Here in the UK funds seem to have tightened every year since the 1960's, maybe a few blips but I don't think anyone would disagree with the trend. As a result, we've taken to lying to ourselves in order to get equipment that's at least halfway near what we should have had in the first place, but that noone would pay for it. "Through-deck cruisers" being the euphemism got the invincible et al built at all. And I think the Type 45's are just another example of this kind of self deceit (the new carriers too - just buy the normal jsf's, they're good enough for the USN aren't they? stop kidding yourselves).

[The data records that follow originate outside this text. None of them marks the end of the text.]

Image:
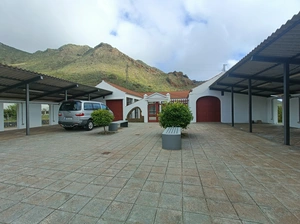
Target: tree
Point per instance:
(175, 115)
(102, 118)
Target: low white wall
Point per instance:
(294, 113)
(1, 117)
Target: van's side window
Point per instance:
(96, 106)
(104, 107)
(88, 106)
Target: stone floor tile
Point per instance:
(165, 216)
(216, 220)
(5, 204)
(56, 200)
(210, 181)
(239, 196)
(148, 199)
(156, 176)
(108, 193)
(141, 175)
(265, 199)
(90, 190)
(153, 186)
(171, 178)
(134, 183)
(117, 182)
(42, 183)
(58, 175)
(22, 194)
(191, 180)
(38, 197)
(95, 207)
(11, 190)
(158, 169)
(190, 172)
(221, 209)
(58, 217)
(14, 212)
(216, 193)
(83, 219)
(101, 180)
(297, 213)
(73, 188)
(127, 195)
(75, 204)
(192, 190)
(195, 205)
(86, 178)
(196, 218)
(125, 174)
(280, 215)
(142, 214)
(169, 201)
(248, 212)
(58, 185)
(35, 215)
(117, 211)
(110, 172)
(290, 201)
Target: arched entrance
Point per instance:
(208, 109)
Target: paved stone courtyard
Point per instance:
(222, 175)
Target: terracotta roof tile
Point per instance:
(128, 91)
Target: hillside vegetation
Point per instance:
(89, 66)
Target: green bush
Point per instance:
(102, 118)
(175, 115)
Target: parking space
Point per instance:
(221, 175)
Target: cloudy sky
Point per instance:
(193, 36)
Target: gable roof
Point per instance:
(128, 91)
(175, 94)
(13, 82)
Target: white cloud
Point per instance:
(193, 36)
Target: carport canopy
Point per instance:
(42, 87)
(272, 69)
(19, 84)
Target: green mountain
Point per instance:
(89, 66)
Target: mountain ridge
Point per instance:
(89, 66)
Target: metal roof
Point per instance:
(42, 87)
(265, 65)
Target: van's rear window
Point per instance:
(75, 105)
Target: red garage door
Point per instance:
(208, 109)
(117, 107)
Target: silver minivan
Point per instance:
(77, 113)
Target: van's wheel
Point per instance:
(89, 126)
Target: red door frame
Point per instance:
(208, 109)
(153, 110)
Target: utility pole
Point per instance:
(126, 73)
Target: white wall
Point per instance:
(294, 113)
(1, 117)
(241, 104)
(53, 113)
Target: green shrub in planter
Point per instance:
(102, 118)
(175, 115)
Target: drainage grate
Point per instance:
(105, 153)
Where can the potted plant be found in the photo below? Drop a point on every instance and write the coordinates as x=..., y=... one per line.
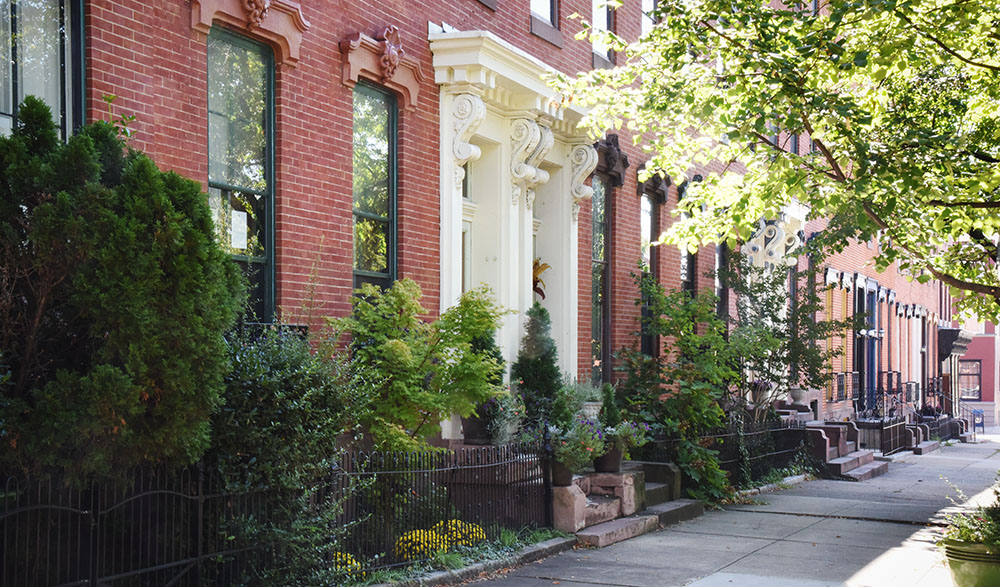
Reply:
x=574, y=447
x=620, y=436
x=972, y=545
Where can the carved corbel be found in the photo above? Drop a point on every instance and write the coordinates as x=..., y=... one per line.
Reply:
x=524, y=137
x=383, y=61
x=583, y=161
x=468, y=112
x=278, y=22
x=545, y=142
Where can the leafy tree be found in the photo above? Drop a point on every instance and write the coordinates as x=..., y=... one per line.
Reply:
x=536, y=374
x=777, y=337
x=113, y=304
x=679, y=394
x=880, y=115
x=415, y=373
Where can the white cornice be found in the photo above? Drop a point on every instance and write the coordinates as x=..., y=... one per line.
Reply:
x=508, y=79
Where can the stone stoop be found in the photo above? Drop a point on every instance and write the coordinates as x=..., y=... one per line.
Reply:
x=601, y=508
x=866, y=472
x=605, y=508
x=649, y=520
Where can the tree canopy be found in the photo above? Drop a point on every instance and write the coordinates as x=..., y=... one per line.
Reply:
x=881, y=115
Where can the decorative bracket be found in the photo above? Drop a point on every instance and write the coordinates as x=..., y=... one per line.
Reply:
x=656, y=186
x=383, y=61
x=583, y=160
x=467, y=112
x=524, y=137
x=611, y=161
x=278, y=22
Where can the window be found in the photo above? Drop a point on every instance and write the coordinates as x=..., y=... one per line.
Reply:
x=374, y=186
x=41, y=56
x=600, y=315
x=544, y=9
x=241, y=159
x=648, y=15
x=970, y=376
x=601, y=21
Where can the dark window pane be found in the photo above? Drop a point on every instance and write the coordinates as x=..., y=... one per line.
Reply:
x=371, y=245
x=597, y=309
x=598, y=220
x=237, y=96
x=371, y=152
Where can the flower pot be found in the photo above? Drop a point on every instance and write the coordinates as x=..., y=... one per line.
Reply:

On paper the Type 45 is pretty good if you ignore the fact almost everything apart from the hull comes with a 'fitted for but not with' caveat, but for 10 years hence they'll be not a lot more than exorbitantly priced ocean liners. Still, we made something useful out of the 'through deck cruisers' so in time I think the Type 45's will become valuable assets, of course by then we'll only have 6 of them, thanks to budgetary cheapness rather than 12 and there'll be no facility at all to make more, so we have to throw another £5bn at BAE (since there's noone else in the UK who can build ships for the RN now) developing something new to fill a gap, rather than on 6 extra ships that would go some way to safeguard against there ever being one.
Of course I'm sure BAE are perfectly happy whether we buy 3 or 6 or 12 ships because as the government funded defence monopolist they get paid either way as a result of this kind of short sighted stupidity.

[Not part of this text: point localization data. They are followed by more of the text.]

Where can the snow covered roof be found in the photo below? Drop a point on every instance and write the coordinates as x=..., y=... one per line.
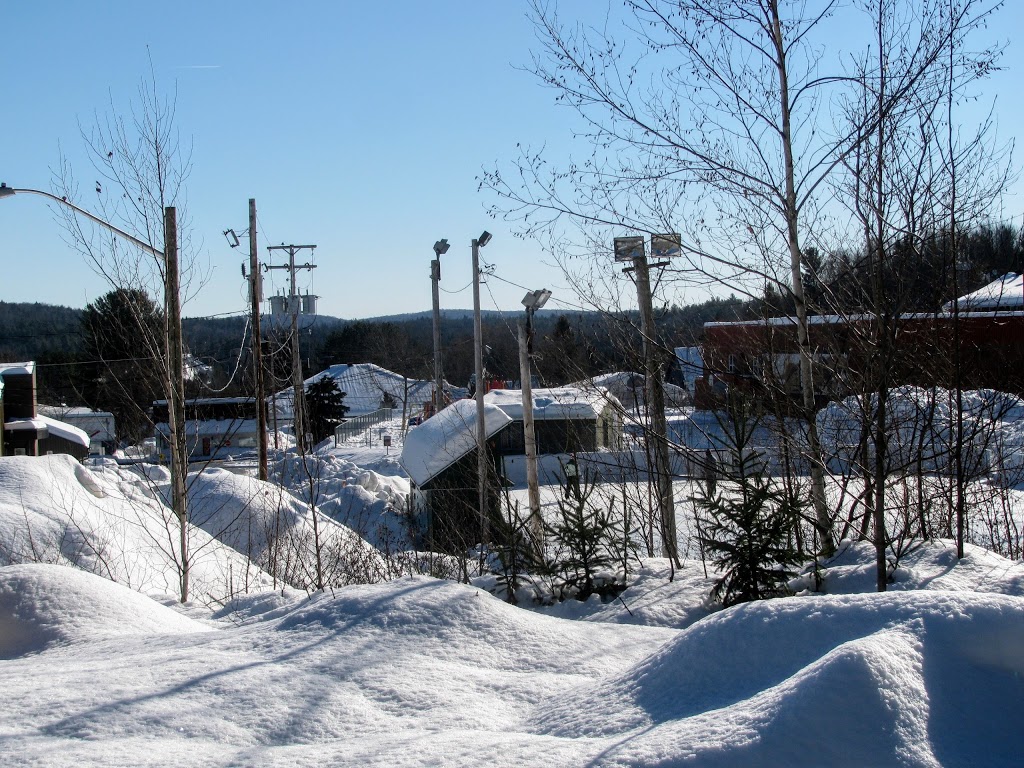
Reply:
x=446, y=437
x=365, y=385
x=67, y=431
x=17, y=369
x=213, y=427
x=1004, y=293
x=54, y=427
x=556, y=402
x=25, y=425
x=73, y=411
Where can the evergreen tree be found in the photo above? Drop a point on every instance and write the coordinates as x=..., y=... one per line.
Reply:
x=123, y=334
x=326, y=407
x=749, y=524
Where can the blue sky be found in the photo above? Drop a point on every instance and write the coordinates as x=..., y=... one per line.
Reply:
x=359, y=127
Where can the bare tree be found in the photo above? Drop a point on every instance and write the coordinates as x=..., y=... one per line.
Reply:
x=140, y=169
x=710, y=117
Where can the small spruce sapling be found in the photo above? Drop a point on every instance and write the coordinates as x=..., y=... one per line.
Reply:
x=748, y=525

And here I'll try and sum up - UK defence has two main problems, politicians like others have said, interfering, privatising, beauraucratising, and the other problem is BAE. Purely financially I can't say it doesn't make more sense to buy from abroad but as a defence policy that is shooting yourself in the foot, and just because we're already enslaved to the US (thanks to trident and god knows just how much else) isn't a reason to shackle your knees and ankles to them as well. Unfortunately at home anything major has to be built by BAE, since there's noone else. It used to be the case we had a defence industry (not to mention other industries, what fun it was for me to setup an acorn for use on an RN submarine), but it was eaten by the end result of a consolidation program that was allowed to proceed unabated for what, 60 years? And now BAE are bigger than the MoD. Try and tell me that this good for us.